The Non-Financial Ledger
This isn’t just about a fine. This is about 2,300 gallons of corporate filth poured directly into the water that sustains a community. The official EPA document describes “a sludge or emulsion to be deposited beneath the surface of the water or upon the adjoining shorelines.” Picture that. A thick, toxic sludge coating the creek bed, choking out life, and poisoning the ecosystem from the ground up. This sludge flows from a small tributary into Nickajack Creek, and then into the Chattahoochee River—a major source of water and recreation. For three years, while legal papers were shuffled, that poison seeped into the environment. The real cost is measured in ecological damage, in the public’s loss of a clean natural resource, and in the absolute betrayal of a corporation that treats our environment like its private sewer.
Legal Receipts
The EPA’s own findings lay out the crime in cold, bureaucratic language. Don’t let the legal jargon hide the reality of what they did.

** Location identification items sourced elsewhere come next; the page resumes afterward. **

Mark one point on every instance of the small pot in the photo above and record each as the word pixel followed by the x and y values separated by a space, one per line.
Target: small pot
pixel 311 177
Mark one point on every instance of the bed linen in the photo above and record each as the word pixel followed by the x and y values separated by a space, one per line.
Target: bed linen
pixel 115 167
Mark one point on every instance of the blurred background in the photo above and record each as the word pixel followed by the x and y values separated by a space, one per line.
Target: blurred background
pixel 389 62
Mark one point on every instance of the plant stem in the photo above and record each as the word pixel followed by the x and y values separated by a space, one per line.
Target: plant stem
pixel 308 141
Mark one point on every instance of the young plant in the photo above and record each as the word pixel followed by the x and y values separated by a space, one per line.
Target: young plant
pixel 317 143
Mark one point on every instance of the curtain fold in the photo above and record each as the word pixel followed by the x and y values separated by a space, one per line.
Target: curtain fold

“On August 13, 2016, Respondent discharged approximately 2,300 gallons of oil… from its facility into or upon an unnamed tributary of Nickajack Creek.”
“Respondent’s August 13, 2016 discharge of oil from its facility caused a sludge or emulsion to be deposited beneath the surface of the unnamed tributary…”
“Pursuant to Section 311(b)(6)(B)(i) of the CWA… Respondent is liable for civil penalties of up to $18,943 per violation, up to a maximum of $47,357.”
Societal Impact Mapping
Environmental Degradation
The discharge directly contaminated a tributary and flowed downstream. Oil is devastating to aquatic life. It coats fish gills, suffocating them. It poisons insects at the base of the food chain. It settles into the sediment, creating a long-term source of pollution that can take decades to recover from, if ever. The “sludge” isn’t just ugly; it’s a death sentence for the local ecosystem.
Public Health
The Clean Water Act explicitly exists to protect “public health or welfare.” Oil spills introduce harmful chemicals into water systems. The Chattahoochee River is a source of drinking water for millions. While the company claims it “cleaned up the spill,” the risk of residual contamination remains. The public is left to trust the word of the same company that caused the disaster.
Economic Inequality
Apollo Aerosol Industries gets to write a check for $4,500—an amount a senior executive probably spends on a weekend vacation—and move on. The community bears the real cost: diminished property values near the polluted site, loss of recreational opportunities, and the potential long-term health and environmental burdens. It is a textbook case of a corporation privatizing profits and socializing its toxic liabilities.
Penalty vs. Maximum Allowed by Law
Apollo paid less than 10% of the maximum possible penalty.
The “Cost of a Life” Metric
The EPA and Apollo Aerosol Industries decided that polluting a Georgia waterway costs $1.96 per gallon. That’s less than the price of a bottle of water.
What Now?
Accountability doesn’t end with a check. It begins with vigilance. These are the names and institutions that let this happen.
- CORPORATE WATCHLIST: Edward Byczynski, President and CEO of Apollo Aerosol Industries, LLC. He signed the agreement.
- REGULATORY WATCHLIST: The EPA Region 4 Water Enforcement Branch. Why was the settlement so low? They have the authority to pursue penalties up to $47,357 for this violation but settled for pocket change.
- GRASSROOTS RESISTANCE: Demand the EPA enforce the Clean Water Act to its fullest extent. Support local organizations protecting the Chattahoochee River watershed. Your local environment is only as safe as you force it to be. Don’t let them get away with it for the price of a cup of coffee per gallon.